[1] Pablo, siervo de Jesu Cristo, llamado a ser apóstol, apartado para el evangelio de Dios,
[2] Que él había antes prometido, por sus profetas en las Santas Escrituras,
[3] De su Hijo Jesu Cristo, Señor nuestro, (el cual fue hecho de la simiente de David según la carne,
[4] Y fue declarado ser el Hijo de Dios con poder, según el Espíritu de santidad, por la resurrección de los muertos;)
[5] Por el cual recibimos la gracia y el apostolado, para hacer que se obedezca a la fe en todas las naciones, en su nombre:
[6] (Entre las cuales sois también vosotros los llamados de Jesu Cristo:)
[7] A todos los que estáis en Roma, amados de Dios, llamados a ser santos: Gracia a vosotros y paz de Dios nuestro Padre, y del Señor Jesu Cristo.
[8] Primeramente, doy gracias a mi Dios por Jesu Cristo acerca de todos vosotros, de que se habla de vuestra fe por todo el mundo.
[9] Porque testigo me es Dios, al cual sirvo en mi espíritu en el evangelio de su Hijo, que sin cesar me acuerdo de vosotros siempre en mis oraciones;
[10] Rogando, si de algún modo ahora al fin haya de tener por la voluntad de Dios próspero viaje para venir a vosotros.
[11] Porque deseo en gran manera veros, para repartir con vosotros algún don espiritual, a fin de que seáis confirmados;
[12] Es a saber, para ser juntamente consolado con vosotros por la mutua fe, la vuestra y juntamente la mía.
[13] Mas no quiero, hermanos, que ignoréis, que muchas veces me he propuesto de venir a vosotros, (empero hasta ahora he sido estorbado,) para tener también entre vosotros algún fruto, como entre los otros Gentiles.
[14] A Griegos y a bárbaros, a sabios y a ignorantes soy deudor.
[15] Así que, en cuanto está en mí, pronto estoy a anunciar el evangelio también a los que estáis en Roma.
[16] Porque no me avergüenzo del evangelio de Cristo; porque es poder de Dios para salvación a todo aquel que cree: al Judío primeramente, y también al Griego.
[17] Porque en él la justicia de Dios se descubre de fe en fe, como está escrito: El justo vivirá por la fe.
[18] ¶ Porque se manifiesta la ira de Dios desde el cielo contra toda impiedad e injusticia de los hombres, que detienen la verdad con injusticia:
[19] Porque lo que de Dios se puede conocer, en ellos es manifiesto; porque Dios se lo ha manifestado.
[20] Porque las cosas invisibles de él, entendidas son desde la creación del mundo, por medio de las cosas que son hechas, se ven claramente, es a saber, su eterno poder y divinidad, para que queden sin excusa.
[21] Porque habiendo conocido a Dios, no le glorificaron como a Dios, ni le dieron gracias: antes se desvanecieron en sus discursos, y el tonto corazón de ellos fue entenebrecido:
[22] Que diciéndose ser sabios, fueron hechos insensatos;
[23] Y trocaron la gloria del Dios incorruptible en semejanza de imagen de hombre corruptible, y de aves, y de animales de cuatro pies, y de reptiles.
[24] Por lo cual Dios también los entregó a la inmundicia, según las concupiscencias de sus corazones, para que deshonrasen sus cuerpos entre sí:
[25] Que mudaron la verdad de Dios en mentira, y honraron y sirvieron a la criatura antes que al Creador, el cual es bendito por los siglos.
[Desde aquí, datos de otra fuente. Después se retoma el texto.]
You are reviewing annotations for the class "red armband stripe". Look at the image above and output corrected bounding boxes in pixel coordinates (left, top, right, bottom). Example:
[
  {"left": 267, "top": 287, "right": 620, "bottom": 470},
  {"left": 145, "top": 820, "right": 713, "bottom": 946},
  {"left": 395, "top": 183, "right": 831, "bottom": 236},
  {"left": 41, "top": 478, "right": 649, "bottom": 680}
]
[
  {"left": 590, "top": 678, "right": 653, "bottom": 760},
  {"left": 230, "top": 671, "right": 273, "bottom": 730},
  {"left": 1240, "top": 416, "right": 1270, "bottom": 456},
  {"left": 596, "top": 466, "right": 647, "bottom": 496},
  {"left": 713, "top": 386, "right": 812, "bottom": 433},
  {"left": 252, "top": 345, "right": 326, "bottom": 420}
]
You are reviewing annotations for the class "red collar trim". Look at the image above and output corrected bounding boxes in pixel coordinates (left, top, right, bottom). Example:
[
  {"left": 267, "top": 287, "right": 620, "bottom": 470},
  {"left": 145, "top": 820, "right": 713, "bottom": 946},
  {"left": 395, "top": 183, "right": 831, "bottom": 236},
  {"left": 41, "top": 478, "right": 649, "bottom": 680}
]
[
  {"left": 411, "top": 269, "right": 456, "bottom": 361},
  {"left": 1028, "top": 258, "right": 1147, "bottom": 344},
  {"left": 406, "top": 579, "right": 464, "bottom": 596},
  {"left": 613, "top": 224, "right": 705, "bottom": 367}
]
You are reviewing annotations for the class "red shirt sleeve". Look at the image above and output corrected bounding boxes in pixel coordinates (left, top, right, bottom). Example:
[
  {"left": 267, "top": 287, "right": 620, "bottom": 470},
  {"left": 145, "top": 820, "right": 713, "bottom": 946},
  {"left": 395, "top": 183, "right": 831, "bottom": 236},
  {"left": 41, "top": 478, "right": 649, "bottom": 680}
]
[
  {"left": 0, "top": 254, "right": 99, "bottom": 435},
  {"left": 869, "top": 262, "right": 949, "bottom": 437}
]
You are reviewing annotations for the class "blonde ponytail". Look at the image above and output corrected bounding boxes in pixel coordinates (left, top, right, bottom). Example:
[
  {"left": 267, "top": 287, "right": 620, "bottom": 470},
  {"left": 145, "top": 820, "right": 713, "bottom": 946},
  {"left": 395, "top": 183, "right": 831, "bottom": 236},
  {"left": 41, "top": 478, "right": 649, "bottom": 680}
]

Amén.
[26] Por lo cual Dios los entregó a afectos vergonzosos; porque aun sus mujeres mudaron el natural uso, en el uso que es contra naturaleza.
[27] Y asimismo, los varones, dejado el uso natural de la mujer, se encendieron en sus concupiscencias los unos con los otros, cometiendo torpezas varones con varones, y recibiendo en sí mismos la recompensa de su error que convino.
[28] Y como a ellos no les pareció bien tener a Dios en su conocimiento, Dios también los entregó a un perverso entendimiento, para que hiciesen lo que no conviene;
[29] Atestados de toda iniquidad, de fornicación, de malicia, de avaricia, de maldad: llenos de envidia, de homicidios, de contiendas, de engaños, de malignidades:
[30] Murmuradores, detractores, aborrecedores de Dios, injuriosos, soberbios, altivos, inventores de males, desobedientes a sus padres,
[31] Insensatos, desleales, sin afecto natural, implacables, sin misericordia:
[32] Los cuales, entendiendo la justicia de Dios, a saber, que los que hacen tales cosas son dignos de muerte; no solamente las hacen, mas aun se complacen con los que las hacen.